Chief Social Worker at the Department of Health and Social Care, Mark Harvey, has welcomed the resources saying:
“All social workers, their employers and educators should use the capabilities statements to enhance knowledge and skills in working with autistic adults and adults with learning disabilities. These new resources and tools will help them to put those capabilities into practice. The strong focus on working with people with lived experience as critical friends is particularly welcome. We also welcome the fact that as digital resources, they can be used in our new virtual working patterns – and can support online or blended learning.”
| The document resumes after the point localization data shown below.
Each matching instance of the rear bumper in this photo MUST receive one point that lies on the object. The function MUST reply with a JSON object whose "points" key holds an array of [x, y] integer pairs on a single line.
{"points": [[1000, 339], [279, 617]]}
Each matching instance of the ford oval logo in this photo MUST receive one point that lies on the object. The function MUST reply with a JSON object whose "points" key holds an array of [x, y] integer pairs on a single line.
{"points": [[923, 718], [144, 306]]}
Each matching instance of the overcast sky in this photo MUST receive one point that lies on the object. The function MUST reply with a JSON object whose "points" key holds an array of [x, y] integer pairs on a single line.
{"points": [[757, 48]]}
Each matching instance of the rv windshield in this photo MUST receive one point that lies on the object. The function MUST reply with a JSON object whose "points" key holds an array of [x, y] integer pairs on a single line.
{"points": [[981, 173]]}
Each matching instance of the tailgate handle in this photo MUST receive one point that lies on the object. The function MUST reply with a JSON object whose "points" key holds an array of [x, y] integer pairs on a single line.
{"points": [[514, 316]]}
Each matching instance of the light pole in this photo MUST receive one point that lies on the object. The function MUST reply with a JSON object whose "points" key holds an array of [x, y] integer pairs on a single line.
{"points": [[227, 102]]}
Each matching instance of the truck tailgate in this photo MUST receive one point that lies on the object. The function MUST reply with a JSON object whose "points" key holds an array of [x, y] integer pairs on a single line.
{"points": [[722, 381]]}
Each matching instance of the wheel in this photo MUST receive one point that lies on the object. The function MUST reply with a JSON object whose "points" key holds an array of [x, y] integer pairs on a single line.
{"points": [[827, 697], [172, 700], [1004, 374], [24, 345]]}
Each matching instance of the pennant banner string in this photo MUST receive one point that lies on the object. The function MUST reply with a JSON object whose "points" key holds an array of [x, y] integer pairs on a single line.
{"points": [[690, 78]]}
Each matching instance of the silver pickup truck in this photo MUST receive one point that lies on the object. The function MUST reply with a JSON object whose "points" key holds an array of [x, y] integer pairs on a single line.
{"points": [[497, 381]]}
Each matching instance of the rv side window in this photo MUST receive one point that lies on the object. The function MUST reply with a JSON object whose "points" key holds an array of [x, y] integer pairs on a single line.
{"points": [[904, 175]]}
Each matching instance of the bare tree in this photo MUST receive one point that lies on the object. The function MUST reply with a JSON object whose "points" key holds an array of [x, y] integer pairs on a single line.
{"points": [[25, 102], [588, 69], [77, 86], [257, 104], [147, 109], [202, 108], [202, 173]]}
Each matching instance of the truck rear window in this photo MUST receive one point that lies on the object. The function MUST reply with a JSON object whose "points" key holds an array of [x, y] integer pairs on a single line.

People with lived experience who were involved in developing the products also reflected on the resources and the improvements they wish to see.
Sylvia Stanway, adult autistic voice, and member of the Advisory Group who produced the resources, said:
“Once you’ve met an autistic person - you’ve met one autistic person. We are all different, but people make a lot of assumptions around working with us. Social workers should look at each individual needs in that current situation at that point in time, don’t make assumptions, always be person-centred and person-led. These tools encourage social workers to take a person- centred approach.”
Jackie McMorrow, Synergy, Camden Disability Action and Advisory Group member said:
“I feel now that social workers have something they can use that was written and put together by people with a learning disability so I think then they know what they need to do and things can get better. I want the social workers to not judge people before they get to know them, and find out what is really going on in that person’s life, not just make a decision before they even meet the person.”
Jill Huntesmith, Synergy, Camden Disability Action, and Advisory Group member said:
“It's important that people understand what their jobs are and what they're supposed to be doing working with people with a learning disability. It’s important that the people that have done these jobs have the knowledge and teach others for the future to be better social workers. That’s why I think this book is important.”
Practising social workers have also welcomed the development of the resources. Members of the Learning Disability and Enhanced Transition Team at the City of Stoke on Trent Council, helped to review the resources:
Liz Jackson, Senior Social Worker, within the team said:
“The toolkit represents a “go to” guide for social work in this area that connects with the broader frameworks that guide social work more generally.”
Laura Carter, Senior Social Worker said:
“The resources help to bring the capability statement and CPD framework alive. These are useful as there isn’t any other reflection tool specific to this area. It is also value that they have been user-led.”
Due to COVID-19 restrictions, the resources are being launched today, 18 June, via a webinar. A recording of the webinar will be available via the BASW website shortly.